Pentagon Wants to Secure Dot-com Domains of Corporations that are Contractors
To
better secure unclassified information stored in the computer networks of
government contractors, the Defense Department is asking whether the National
Security Agency should begin to monitor select corporate dot.com domains,
several officials and consultants briefed on the matter said. Under the
proposal, which is being informally circulated throughout the department and
DHS, the NSA could set up equipment to look for patterns of suspicious traffic
at the Internet service providers that the companies’ networks run through. NSA
would immediately notify the Pentagon and the companies if pernicious behavior
were detected.

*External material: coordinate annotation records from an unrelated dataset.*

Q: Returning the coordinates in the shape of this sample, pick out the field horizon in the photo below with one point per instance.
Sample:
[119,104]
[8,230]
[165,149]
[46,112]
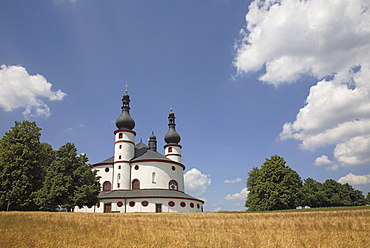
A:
[329,227]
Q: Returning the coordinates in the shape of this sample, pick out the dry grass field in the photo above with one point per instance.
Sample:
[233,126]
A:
[337,228]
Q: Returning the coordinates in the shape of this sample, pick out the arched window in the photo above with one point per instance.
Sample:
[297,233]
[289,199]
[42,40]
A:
[106,186]
[135,184]
[153,178]
[173,185]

The agency would not directly monitor the content of the data
streams, only its meta-data. (A Pentagon spokesperson called later to clarify
that it would not be legal for the NSA to “monitor” private networks; rather,
“DoD and NSA are seeking to provide technical advice, expertise and information
to the defense industrial base.”) The proposal originated in the Office of the
Secretary of Defense. Because of the sensitivity associated with NSA Internet
surveillance and capabilities, the fact of the exploratory tasker, as it is
known in Pentagon parlance, and details associated with it are being closely
held. The new program would apply to the companies that make up the Defense
Industrial Base (DIB) and only to the parts of those companies that
indigenously store and use sensitive information. As the Department
reconfigures its network defenses and the internal structure of its information
operation, it continues to deal with a large number of aggressive hacker attacks
and data penetrations. Classified information is not supposed to be stored on
any dot.mil subdomain that is accessible to outside computer networks.